There was an interesting article in Wired recently that spoke about the placebo effect getting stronger: that the pre-post difference from a placebo drug is greater than it was a decade or two ago and that it differs between countries. That is, if you are looking at antidepressants and your outcome measure is a score on the Beck Depression Inventory that measures how depressed someone is, the score before the drug minus the score after the drug is different now than it was 10 years ago.
One criticism of the article is that the placebo effect cannot be considered an effect unless it is compared with another experimental condition. Since drug trials don't include both patients who receive a placebo and patients who receive nothing, there is no such thing as a placebo effect unless we know what the pre-post difference would have been in the absence of the placebo. Without a nothing arm to compare with, the writer contends that the pre-post difference in the placebo arm of a trial is just by definition the background noise in the trial.
I think that he's making a semantic point because a true placebo effect is impossible to measure.
To break the problem down further:
We do not know what the pre-post difference in a nothing arm of a trial would be. In some trials and for some diseases, there would be spontaneous improvement in the patient's condition: in that case, the pre-post difference in the placebo might just be that spontaneous improvement that would have happened if nothing were done.
In some trials and for some diseases, there would not be much change in the patient's condition, so the nothing arm would have no difference: in that case, the pre-post difference in the placebo arm would represent an "effect" and we could say that we have a placebo effect.
The question is which diseases have spontaneous improvement and which don't. There are three ways I can think of to figure this out.
1. A randomized clinical trial with patients that actually have some disease in which half the patients get a sugar pill and half the patients get nothing. No human subjects board would authorize this trial. Second, the study would not measure what we want it to. Ethically patients have to be told that the two possibilities are sugar pill and nothing. The Wired article contends that the placebo "effect" is based on a patient's prior beliefs about a drug's effectiveness, so it's specific to the drug, rather than being just the effect of a plain sugar pill.
2. The placebo effect could in theory be measured with matching, were there any subjects to match them to. The placebo pre-post difference can be defined in two ways: the pre-post difference of the sugar pill plus the pre-post difference of enrolling in the trial, or just the pre-post difference of the sugar pill alone. I would say it's the former. In that case, where we want to measure the effect of enrolling in a trial and taking a sugar pill, we could match normal patients with placebo patients based on their records and compare their pre-post differences. Except for the fact that medical records of normal patients with a disease are there because the patients are getting some treatment from their doctors. So there's no group to compare the placebo patients to.
3. The one remaining possibility is for each drug trial to divide their control group into two unequal groups: one receiving a sugar pill would be the larger group and one being put on a waiting list for the drug would be a smaller group. The problem is that placebos serve two purposes: one is for the statistical purpose and one is to keep the participants in the study and encourage them against taking other treatments. Depending on the condition, a control participant put on a waiting list might leave the trial or take another treatment in addition to the waiting list. So you might lose a good portion of the nothing arm of the trial.

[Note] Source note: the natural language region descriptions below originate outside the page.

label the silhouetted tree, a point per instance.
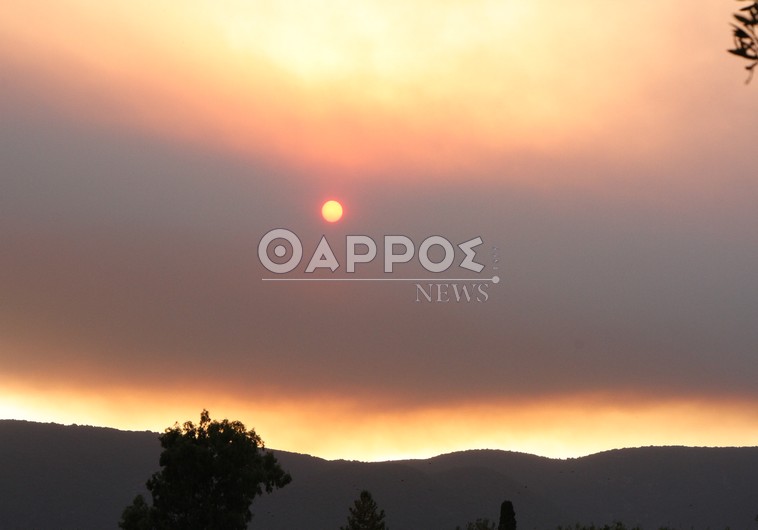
(210, 474)
(365, 515)
(745, 38)
(507, 516)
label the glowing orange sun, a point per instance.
(331, 211)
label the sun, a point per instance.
(331, 211)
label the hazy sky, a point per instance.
(604, 152)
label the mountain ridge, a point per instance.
(56, 476)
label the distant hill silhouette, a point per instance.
(76, 477)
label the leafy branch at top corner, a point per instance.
(745, 38)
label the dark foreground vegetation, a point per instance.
(82, 478)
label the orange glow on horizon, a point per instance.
(335, 428)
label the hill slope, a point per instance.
(69, 477)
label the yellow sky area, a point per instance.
(343, 85)
(333, 427)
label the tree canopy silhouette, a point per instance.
(210, 474)
(365, 515)
(745, 38)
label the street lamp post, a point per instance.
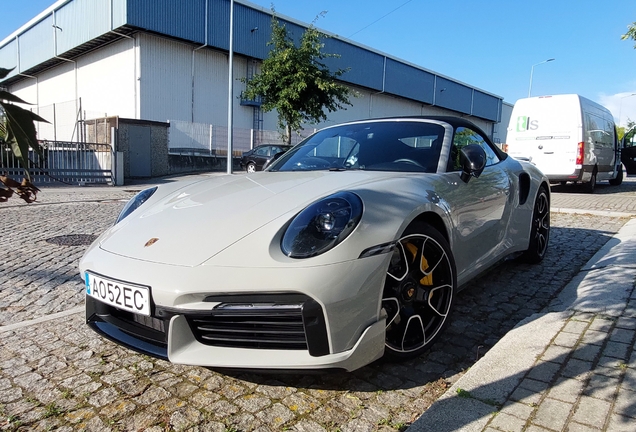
(532, 71)
(620, 109)
(230, 61)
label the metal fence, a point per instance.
(207, 140)
(64, 162)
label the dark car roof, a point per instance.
(453, 121)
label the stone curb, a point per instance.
(471, 402)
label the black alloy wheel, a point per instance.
(540, 228)
(418, 291)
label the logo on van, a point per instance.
(524, 124)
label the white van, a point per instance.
(568, 137)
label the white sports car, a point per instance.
(350, 246)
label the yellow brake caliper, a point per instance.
(428, 279)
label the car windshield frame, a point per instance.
(380, 145)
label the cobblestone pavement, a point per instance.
(56, 374)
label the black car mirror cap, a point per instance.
(473, 160)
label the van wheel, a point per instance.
(589, 187)
(619, 177)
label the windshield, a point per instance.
(374, 146)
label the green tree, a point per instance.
(631, 33)
(295, 82)
(18, 136)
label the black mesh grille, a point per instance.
(261, 327)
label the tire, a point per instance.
(619, 177)
(591, 186)
(540, 228)
(418, 292)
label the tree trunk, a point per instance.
(288, 134)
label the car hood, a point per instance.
(188, 226)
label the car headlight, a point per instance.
(135, 202)
(322, 225)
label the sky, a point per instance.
(494, 45)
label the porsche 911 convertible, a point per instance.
(350, 246)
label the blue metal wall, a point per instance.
(79, 21)
(67, 24)
(410, 82)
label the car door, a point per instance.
(479, 209)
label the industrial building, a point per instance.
(151, 78)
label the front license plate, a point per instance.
(122, 295)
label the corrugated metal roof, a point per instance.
(70, 27)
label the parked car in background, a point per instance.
(255, 159)
(350, 246)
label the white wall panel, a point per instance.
(211, 89)
(210, 81)
(165, 74)
(57, 84)
(107, 82)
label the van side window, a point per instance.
(463, 137)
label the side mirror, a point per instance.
(473, 160)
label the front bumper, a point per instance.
(331, 319)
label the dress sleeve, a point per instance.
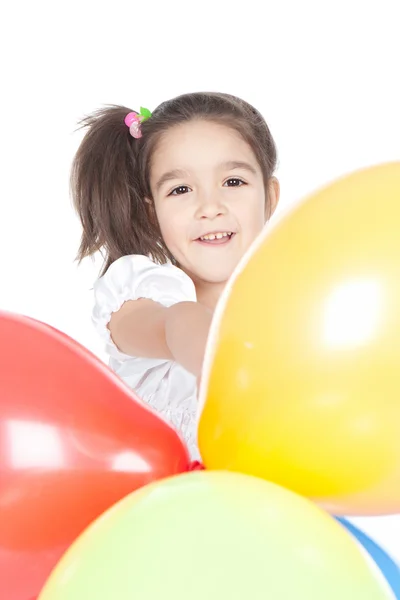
(130, 278)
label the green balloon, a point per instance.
(213, 535)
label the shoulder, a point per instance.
(135, 276)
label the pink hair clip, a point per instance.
(133, 120)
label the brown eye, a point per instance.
(181, 189)
(234, 182)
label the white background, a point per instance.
(324, 74)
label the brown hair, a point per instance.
(110, 171)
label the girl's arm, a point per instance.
(147, 329)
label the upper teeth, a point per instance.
(215, 236)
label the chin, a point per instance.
(215, 276)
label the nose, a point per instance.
(209, 205)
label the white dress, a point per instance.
(164, 385)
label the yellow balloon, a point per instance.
(302, 379)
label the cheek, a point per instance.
(170, 227)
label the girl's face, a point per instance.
(209, 198)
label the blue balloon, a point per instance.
(387, 565)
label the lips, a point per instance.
(218, 238)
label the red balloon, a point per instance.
(74, 440)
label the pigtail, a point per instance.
(107, 191)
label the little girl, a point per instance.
(173, 199)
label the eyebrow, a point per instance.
(169, 176)
(180, 173)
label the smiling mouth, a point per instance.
(216, 239)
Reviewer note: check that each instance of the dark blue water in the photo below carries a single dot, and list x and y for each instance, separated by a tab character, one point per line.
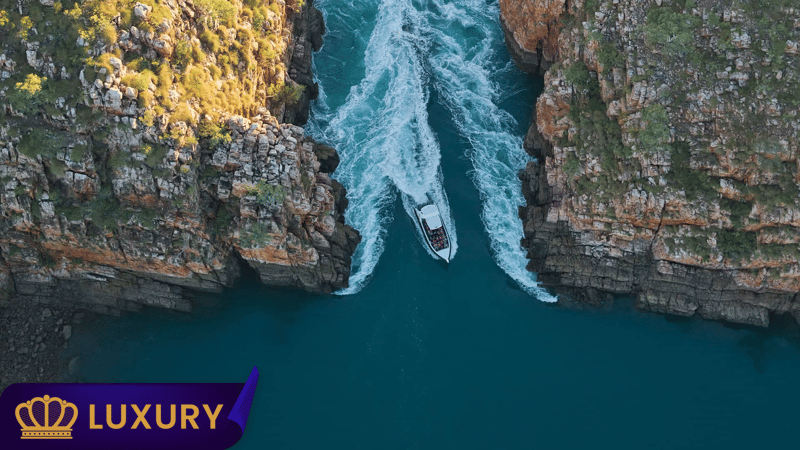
427	356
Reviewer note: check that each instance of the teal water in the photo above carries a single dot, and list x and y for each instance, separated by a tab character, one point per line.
467	356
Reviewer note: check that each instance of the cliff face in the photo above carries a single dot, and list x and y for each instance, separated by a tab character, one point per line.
146	151
667	157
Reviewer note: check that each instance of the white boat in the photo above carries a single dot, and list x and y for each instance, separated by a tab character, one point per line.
433	230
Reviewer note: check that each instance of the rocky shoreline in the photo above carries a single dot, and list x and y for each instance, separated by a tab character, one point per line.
260	197
676	237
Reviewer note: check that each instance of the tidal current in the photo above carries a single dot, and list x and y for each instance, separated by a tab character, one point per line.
420	97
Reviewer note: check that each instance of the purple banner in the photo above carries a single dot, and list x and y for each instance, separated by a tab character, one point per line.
176	416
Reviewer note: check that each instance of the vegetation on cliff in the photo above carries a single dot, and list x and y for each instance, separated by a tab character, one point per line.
145	136
673	127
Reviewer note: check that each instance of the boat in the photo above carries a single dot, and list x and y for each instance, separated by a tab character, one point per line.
433	230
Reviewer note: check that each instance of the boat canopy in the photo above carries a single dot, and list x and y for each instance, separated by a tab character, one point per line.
431	215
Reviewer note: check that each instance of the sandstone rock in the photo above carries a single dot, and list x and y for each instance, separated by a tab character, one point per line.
142	11
113	100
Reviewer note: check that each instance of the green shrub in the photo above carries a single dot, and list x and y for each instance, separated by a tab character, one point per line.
736	245
285	93
670	31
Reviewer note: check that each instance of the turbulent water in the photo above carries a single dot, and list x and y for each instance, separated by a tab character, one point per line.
382	127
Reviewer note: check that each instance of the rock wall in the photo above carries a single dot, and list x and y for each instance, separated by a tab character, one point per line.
666	144
137	185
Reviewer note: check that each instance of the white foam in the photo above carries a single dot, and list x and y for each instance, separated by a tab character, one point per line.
382	131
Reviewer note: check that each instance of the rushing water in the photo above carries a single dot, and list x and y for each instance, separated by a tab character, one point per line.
421	98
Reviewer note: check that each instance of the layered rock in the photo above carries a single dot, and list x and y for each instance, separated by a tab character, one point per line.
666	142
126	182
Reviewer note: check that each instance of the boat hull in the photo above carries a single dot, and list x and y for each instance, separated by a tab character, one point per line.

Given the impossibility of rigorous measurement of what would happen under no treatment, the best we can do is guess which are the diseases where symptoms spontaneously resolve and which are the diseases where they don't. And that's what we already do when we talk about a placebo effect. We compare the pre-post difference in the placebo arm of a trial with our beliefs about what the pre-post difference would be with no treatment. In that sense, the placebo effect is really an effect. It's just imprecise.
Further, it's reasonable to assume that whatever the pre-post difference under nothing is, it's not going to change with time in any systematic way. If we could put all the placebo arms of, say, antidepressant trials together and find a trend with time, that's not sampling error. And that's exactly what the Wired article is talking about.